Imagine a patient going to the doctor with a cold. At the end of the consultation, the doctor hands over a bill for $50. It is $13 dollars above the Medicare rebate and the patient asks: “How much do you spend on administration in this practice?”
It sounds rude; perhaps even farcical. After all, surely what matters is whether the standard of medical care is worth the expense, and there are better measures by which to evaluate a medical practitioner. Consumer experience or improved health outcomes are much more insightful performance indicators than administration costs.
Ultimately, the consumer decides what information is most useful to them in their decision-making. Traders live and die by their ability to identify and respond to these expectations. Make no mistake, most NFPs are or will become traders.
But some regulators of NFPs are considering making reporting on indicators such as “efficiency” mandatory, effectively preventing NFPs from responding flexibly to the needs of their stakeholders. It’s an unhelpful and misdirected trend that sells the NFP sector dramatically short. There are a number of influences behind this, but the way government regulates and interacts with NFPs plays a significant role.
A recent proposal from the Australian Accounting Standards Board (Exposure Draft 270) suggested a mandatory standard requiring NFPs to report on their effectiveness and efficiency in achieving their outcomes.
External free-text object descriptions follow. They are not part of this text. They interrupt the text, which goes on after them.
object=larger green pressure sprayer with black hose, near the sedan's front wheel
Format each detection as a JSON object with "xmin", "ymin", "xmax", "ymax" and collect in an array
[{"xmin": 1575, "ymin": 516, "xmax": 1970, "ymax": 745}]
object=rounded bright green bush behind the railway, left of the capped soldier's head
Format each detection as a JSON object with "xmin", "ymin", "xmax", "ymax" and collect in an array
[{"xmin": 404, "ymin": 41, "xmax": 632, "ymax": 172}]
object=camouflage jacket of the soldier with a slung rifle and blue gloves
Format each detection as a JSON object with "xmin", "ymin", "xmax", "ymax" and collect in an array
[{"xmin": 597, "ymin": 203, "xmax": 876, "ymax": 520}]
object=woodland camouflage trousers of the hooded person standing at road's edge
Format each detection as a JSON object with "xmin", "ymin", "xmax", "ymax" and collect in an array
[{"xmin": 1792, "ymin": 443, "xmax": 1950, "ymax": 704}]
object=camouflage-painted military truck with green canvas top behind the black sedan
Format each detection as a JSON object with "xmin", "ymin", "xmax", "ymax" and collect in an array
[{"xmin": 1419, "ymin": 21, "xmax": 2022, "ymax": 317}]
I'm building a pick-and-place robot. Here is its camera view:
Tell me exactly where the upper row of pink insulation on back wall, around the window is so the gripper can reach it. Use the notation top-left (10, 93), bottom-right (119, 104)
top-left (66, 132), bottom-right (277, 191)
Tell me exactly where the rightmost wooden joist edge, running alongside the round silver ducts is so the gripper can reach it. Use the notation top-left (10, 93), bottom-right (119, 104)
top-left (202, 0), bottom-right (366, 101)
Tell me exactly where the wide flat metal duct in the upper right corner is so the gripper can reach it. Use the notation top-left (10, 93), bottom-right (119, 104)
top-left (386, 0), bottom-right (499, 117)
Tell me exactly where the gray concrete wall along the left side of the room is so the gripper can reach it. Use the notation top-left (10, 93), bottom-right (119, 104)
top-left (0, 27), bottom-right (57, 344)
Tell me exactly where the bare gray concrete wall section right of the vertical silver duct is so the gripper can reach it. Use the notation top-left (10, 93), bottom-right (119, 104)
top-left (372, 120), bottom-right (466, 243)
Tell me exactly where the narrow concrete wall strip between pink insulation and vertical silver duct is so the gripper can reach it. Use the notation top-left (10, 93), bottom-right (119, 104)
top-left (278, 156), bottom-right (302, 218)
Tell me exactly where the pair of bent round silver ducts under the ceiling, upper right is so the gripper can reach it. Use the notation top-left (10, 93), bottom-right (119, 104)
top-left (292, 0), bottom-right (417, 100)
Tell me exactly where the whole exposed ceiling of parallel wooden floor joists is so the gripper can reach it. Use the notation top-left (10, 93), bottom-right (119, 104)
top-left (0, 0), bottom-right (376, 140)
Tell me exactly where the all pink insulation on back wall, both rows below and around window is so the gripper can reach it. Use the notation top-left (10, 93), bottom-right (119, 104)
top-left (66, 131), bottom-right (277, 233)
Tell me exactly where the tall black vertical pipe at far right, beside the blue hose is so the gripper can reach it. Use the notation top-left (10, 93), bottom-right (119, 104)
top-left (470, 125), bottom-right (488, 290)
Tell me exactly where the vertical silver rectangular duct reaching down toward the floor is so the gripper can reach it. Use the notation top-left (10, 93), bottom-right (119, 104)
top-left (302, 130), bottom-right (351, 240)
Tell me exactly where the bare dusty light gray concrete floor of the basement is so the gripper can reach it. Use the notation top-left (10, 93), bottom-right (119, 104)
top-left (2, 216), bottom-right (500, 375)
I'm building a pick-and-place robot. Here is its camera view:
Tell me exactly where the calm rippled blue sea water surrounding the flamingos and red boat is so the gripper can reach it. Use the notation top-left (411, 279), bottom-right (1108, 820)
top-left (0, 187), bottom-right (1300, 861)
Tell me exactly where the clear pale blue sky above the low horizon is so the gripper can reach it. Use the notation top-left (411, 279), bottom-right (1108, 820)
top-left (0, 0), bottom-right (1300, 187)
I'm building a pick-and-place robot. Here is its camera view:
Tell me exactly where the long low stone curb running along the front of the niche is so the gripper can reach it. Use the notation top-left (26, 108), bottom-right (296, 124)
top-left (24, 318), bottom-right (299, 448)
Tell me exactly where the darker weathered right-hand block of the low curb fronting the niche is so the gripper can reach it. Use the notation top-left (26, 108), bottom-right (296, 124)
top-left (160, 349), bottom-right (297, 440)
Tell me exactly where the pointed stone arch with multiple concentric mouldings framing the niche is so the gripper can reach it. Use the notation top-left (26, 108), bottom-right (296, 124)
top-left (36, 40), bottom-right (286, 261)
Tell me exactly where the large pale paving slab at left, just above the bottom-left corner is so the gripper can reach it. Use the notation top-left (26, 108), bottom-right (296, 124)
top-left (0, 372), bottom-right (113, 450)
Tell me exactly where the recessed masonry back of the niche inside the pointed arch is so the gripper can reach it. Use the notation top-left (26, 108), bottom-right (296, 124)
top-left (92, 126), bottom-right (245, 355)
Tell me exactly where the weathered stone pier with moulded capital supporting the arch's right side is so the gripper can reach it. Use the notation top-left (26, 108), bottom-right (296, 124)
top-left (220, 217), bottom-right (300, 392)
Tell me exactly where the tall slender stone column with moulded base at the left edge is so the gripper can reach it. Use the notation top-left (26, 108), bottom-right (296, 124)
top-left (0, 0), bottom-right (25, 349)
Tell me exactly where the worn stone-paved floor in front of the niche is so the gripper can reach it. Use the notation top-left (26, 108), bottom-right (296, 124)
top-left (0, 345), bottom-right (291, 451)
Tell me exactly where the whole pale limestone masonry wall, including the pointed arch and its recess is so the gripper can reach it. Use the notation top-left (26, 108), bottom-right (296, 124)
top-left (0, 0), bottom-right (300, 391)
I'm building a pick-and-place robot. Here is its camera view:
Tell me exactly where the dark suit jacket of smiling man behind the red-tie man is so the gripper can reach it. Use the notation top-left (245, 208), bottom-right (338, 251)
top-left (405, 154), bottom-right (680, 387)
The proposal has been broadly rejected by the sector.
Government’s requirements around how NFPs report ultimately influence the community’s perception of the sector.
Through regulation such as this, government dictates how we should assess the performance of NFPs, rather than allowing NFPs to respond flexibly to the needs of their stakeholders and allowing them to reach their own conclusions. As they do, for example, in the private sector.
“Efficiency” is only one metric by which an NFP might be judged, but which, owing to the diversity of the sector, rarely illuminates anything meaningful. Social service providers cannot be compared with cloistered religious orders in terms of efficiency.
That is not to say that NFPs are not rigorously seeking out this sort of data of their own accord. Many NFPs collect and analyse performance information to make evidence-based decisions and provide it to their stakeholders as a means of demonstrating their impact – without government requiring them to do so.
In addition, NFPs are striving to do better. The AICD’s 2015 NFP Governance and Performance Study found that 60 per cent of boards are seeking more and better non-financial performance measures. This kind of information is common among the reports of listed companies who choose to demonstrate their value not only in terms of their profitability, but also customer satisfaction, market share and more.
Why do they do this? There’s nothing clever about it. They learn, understand and respond to the needs of the information’s users. They are able to because government doesn’t onerously interfere in their doing so.
The challenges our communities face are increasingly complex. To meet these challenges, cross-sector collaboration will be required, together with innovative approaches, and broad engagement with and support from the community. Underpinning all this, the sector requires a genuine partnership approach with government, which begins with a fit-for-purpose regulatory regime.
Giving NFPs the opportunity to test themselves in the market, to be both competitive and collaborative, is part of the story of how the sector rises to meet these challenges. For NFPs to succeed in their aims, the potential benefits of market-based approaches must be balanced against the need for effective and flexible regulation to support this. The risk is, without an appropriately modern, light-touch and nationally consistent regulatory regime, the benefit to government will be translated into a cost for NFPs, which will flow on to the communities they serve. NFPs deserve better, and sadly while government has the luxury of shopping around for the most attractive provider, the luxury doesn’t extend both ways.